Journaliste : De quelle manière abordez-vous le cinéma par rapport aux autres arts ?
Olivier Assayas : Mon cinéma est généré par ma relation avec d'autres arts. La raison pour laquelle j'ai choisi le cinéma, par opposition à la peinture, qui aurait pu être une option, c'est la façon dont elle enregistre l'émotion humaine et sa nature collective, ce qui est extrêmement important pour moi. En outre, l'aspect documentaire du cinéma, quelle que soit l'histoire que vous racontez, cela doit être une sorte de réalité devant vos propres yeux.
Journaliste : Avez-vois une partie préférée dans le processus de fabrication cinématographique ?
Olivier Assayas : Ma partie préférée doit être le montage parce qu'il a les qualités essentielles de l'écriture, mais sans les doutes ou le sens d'être en dehors du viseur. Lorsque vous arrivez dans la salle de montage, c'est fait, c'est fini, vous avez tout votre matériel et vous pouvez écrire lui. J'adore simplement cela. Et peu à peu, le film prend forme comme une peinture devant vos yeux, mais vous n'avez pas la pression de finir à temps ou d'avoir la prise ou de perdre la lumière ou l'équipe qui fait la grève.

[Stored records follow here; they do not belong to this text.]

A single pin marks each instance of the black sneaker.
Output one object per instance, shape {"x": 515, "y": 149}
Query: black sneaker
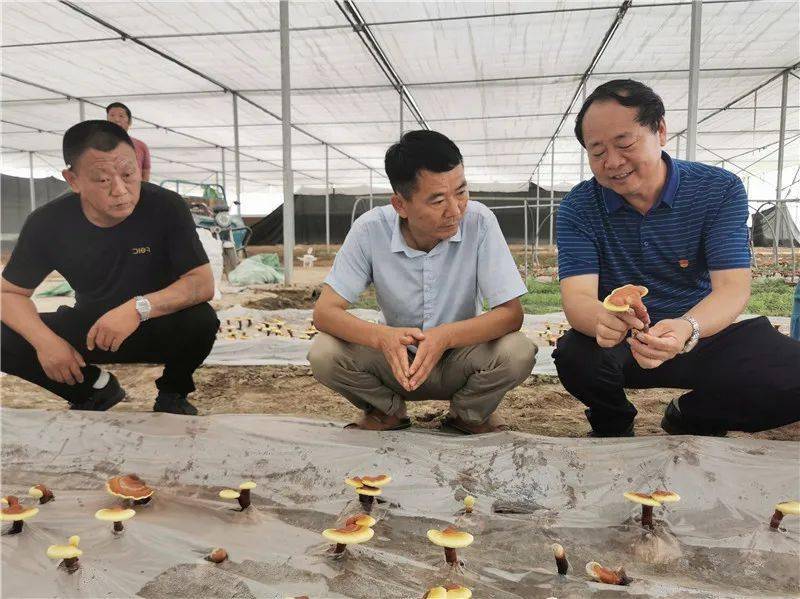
{"x": 674, "y": 423}
{"x": 174, "y": 403}
{"x": 102, "y": 399}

Journaliste : Quel a été le dernier film que vous avez vu et que vous avez adoré ?
Olivier Assayas : Un film récent que j'aime vraiment est Toni Erdmann. J'ai toujours le travail de Maren Ade. J'ai vu son précédent film, que j'ai adoré, mais je pense que Toni Erdmann est sur une autre dimension. De temps en temps, quelque chose arrive qui a cette force et cette originalité et c'est audacieux. C'est ce qui maintient le côté passionnant dans les films.
Journaliste : J'ai lu que vous avez travaillé sur un nouveau film avec Roman Polanski. A quoi cela ressemble de collaborer avec un autre cinéaste de cette façon ?
Olivier Assayas : J'ai pensé que cela serait difficile, mais en fait c'était vraiment très agréable. J'ai vraiment aimé le processus. Je ne travaille jamais avec le co scénaristes ; je n'aime pas la dynamique de celle-ci. Mais ici, avec Polanski, c'était tout à fait logique. Il avait une idée très claire de ce qu'il voulait et il est à l'écoute. C'est sa façon de travailler, donc il est familier avec le processus et c'était très simple, évident et agréable pour moi. Je ne pense pas que je le ferais à nouveau prochainement, mais cette fois-ci j'ai adoré.